Skip to content

SAC — Soft Actor-Critic

Haarnoja et al., "Soft Actor-Critic: Off-Policy Maximum Entropy Deep RL with a Stochastic Actor," ICML, 2018. Haarnoja et al., "Soft Actor-Critic Algorithms and Applications," arXiv:1812.05905, 2018. (Auto temperature tuning.)

Key Idea

SAC maximizes a "maximum entropy" objective — the standard expected return plus an entropy bonus — encouraging exploration and leading to more robust policies. Unlike PPO, SAC is off-policy, meaning it reuses past experience from a replay buffer, dramatically improving sample efficiency.

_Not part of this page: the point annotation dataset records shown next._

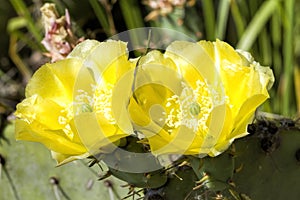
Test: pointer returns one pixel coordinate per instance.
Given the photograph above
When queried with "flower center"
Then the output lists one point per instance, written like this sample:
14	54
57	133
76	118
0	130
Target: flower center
191	109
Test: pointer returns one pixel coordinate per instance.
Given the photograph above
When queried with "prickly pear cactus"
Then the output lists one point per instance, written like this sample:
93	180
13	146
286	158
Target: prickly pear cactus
262	166
29	173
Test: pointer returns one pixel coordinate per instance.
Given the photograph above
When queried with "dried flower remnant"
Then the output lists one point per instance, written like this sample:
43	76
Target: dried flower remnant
59	39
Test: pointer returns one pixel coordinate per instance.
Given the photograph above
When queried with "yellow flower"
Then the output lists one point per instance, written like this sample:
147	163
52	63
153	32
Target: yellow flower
196	98
68	105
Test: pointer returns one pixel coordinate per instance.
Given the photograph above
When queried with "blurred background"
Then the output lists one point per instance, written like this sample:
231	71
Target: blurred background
269	29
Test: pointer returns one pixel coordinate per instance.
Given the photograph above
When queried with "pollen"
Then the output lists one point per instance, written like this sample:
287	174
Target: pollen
191	108
102	101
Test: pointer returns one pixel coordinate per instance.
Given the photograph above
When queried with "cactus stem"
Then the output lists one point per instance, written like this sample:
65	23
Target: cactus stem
237	170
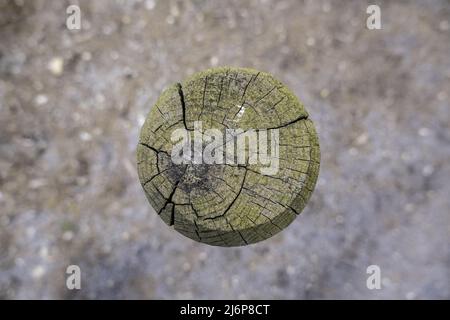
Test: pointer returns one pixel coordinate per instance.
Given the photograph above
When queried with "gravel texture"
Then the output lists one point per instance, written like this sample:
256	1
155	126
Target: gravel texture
72	104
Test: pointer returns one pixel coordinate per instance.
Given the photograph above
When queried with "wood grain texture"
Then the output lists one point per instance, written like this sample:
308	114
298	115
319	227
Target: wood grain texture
228	204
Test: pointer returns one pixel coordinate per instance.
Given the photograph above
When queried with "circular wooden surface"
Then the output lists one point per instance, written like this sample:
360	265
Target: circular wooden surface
230	203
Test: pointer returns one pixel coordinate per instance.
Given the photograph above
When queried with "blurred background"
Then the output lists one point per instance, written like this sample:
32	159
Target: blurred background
72	103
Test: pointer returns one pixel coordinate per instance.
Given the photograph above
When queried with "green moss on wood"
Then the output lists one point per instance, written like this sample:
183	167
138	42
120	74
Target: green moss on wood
228	205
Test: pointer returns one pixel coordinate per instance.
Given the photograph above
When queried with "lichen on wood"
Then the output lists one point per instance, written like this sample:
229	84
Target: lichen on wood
228	204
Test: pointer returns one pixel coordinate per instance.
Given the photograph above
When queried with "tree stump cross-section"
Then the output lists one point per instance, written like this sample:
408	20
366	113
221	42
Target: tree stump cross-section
228	202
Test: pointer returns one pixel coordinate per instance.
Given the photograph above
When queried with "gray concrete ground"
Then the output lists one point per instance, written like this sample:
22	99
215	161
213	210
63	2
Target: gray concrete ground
72	102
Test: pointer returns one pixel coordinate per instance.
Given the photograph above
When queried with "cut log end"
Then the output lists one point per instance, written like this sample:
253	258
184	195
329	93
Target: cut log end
220	187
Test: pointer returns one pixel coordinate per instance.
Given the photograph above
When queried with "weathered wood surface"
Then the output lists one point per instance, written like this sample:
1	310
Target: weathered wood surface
223	204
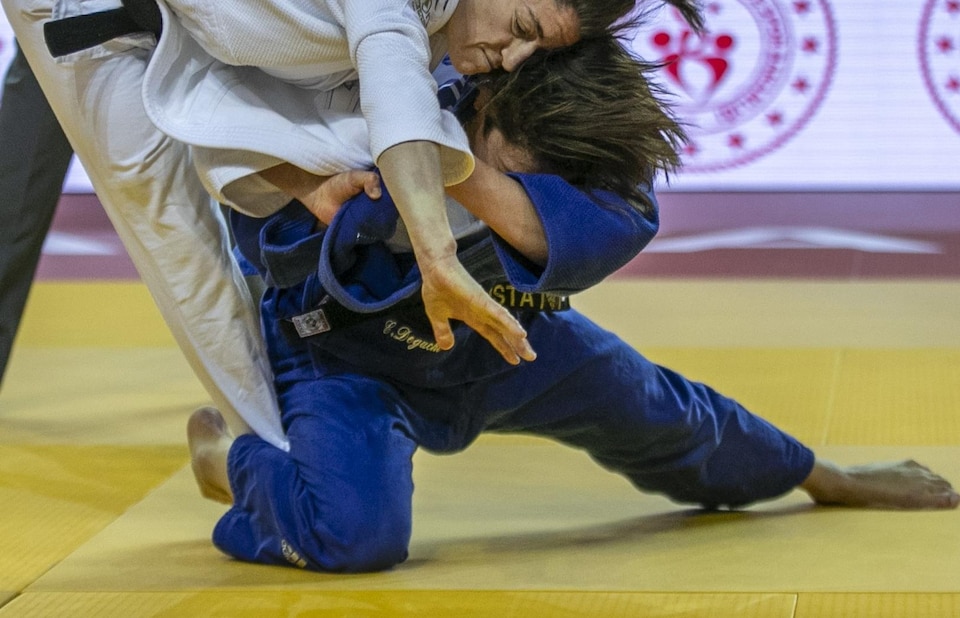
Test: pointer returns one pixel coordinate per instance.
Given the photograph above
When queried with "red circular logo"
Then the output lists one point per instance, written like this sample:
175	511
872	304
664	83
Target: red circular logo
939	48
750	82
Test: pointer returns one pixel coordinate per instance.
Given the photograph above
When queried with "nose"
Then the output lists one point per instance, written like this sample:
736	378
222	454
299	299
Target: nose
516	53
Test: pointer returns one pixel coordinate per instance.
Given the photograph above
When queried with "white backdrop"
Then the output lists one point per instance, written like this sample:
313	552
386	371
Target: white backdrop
805	94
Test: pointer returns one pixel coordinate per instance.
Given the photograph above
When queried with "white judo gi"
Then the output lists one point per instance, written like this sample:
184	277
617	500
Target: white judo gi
112	98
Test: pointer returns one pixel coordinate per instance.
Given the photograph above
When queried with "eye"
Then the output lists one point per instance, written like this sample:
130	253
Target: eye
520	31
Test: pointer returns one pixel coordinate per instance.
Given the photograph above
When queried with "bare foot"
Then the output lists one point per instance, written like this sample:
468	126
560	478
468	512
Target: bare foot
900	485
210	439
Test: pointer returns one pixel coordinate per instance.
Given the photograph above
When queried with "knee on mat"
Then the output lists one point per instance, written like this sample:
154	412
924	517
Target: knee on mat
363	545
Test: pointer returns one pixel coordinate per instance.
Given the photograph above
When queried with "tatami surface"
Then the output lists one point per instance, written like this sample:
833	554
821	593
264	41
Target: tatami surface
99	515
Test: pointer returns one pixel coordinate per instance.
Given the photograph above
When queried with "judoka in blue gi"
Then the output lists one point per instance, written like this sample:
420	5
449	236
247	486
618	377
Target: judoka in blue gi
362	385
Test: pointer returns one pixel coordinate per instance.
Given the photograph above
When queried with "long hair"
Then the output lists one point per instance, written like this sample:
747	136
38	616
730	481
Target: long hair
601	17
591	114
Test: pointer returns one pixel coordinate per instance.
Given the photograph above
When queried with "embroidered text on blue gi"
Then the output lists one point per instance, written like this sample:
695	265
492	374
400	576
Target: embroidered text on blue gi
402	332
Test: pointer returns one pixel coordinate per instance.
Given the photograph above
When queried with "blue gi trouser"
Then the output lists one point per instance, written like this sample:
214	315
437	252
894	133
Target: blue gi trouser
340	500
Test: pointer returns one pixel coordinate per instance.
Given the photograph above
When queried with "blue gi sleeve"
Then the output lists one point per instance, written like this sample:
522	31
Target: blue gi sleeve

The automatic temperature parameter α balances reward maximization and entropy.

Mathematical Formulation

Maximum entropy objective:

J(π) = Σ_t E_{(s_t,a_t)~ρ_π} [ r(s_t, a_t) + α · H(π(·|s_t)) ]
     = Σ_t E [ r(s_t, a_t) - α · log π(a_t | s_t) ]

Soft Q-function (Bellman equation):

Q(s_t, a_t) = r(s_t, a_t) + γ · E_{s_{t+1}} [ V(s_{t+1}) ]
V(s_t) = E_{a~π} [ Q(s_t, a) - α · log π(a | s_t) ]

Critic loss (twin Q-networks):

L_Q(φ_i) = E_{(s,a,r,s')~D} [ (Q_{φ_i}(s,a) - y)² ]
y = r + γ · ( min_{j=1,2} Q_{φ_j'}(s', a') - α · log π_θ(a'|s') )
where a' ~ π_θ(·|s')

Actor loss (reparameterization trick):

L_π(θ) = E_{s~D} [ E_{a~π_θ} [ α · log π_θ(a|s) - Q_φ(s, a) ] ]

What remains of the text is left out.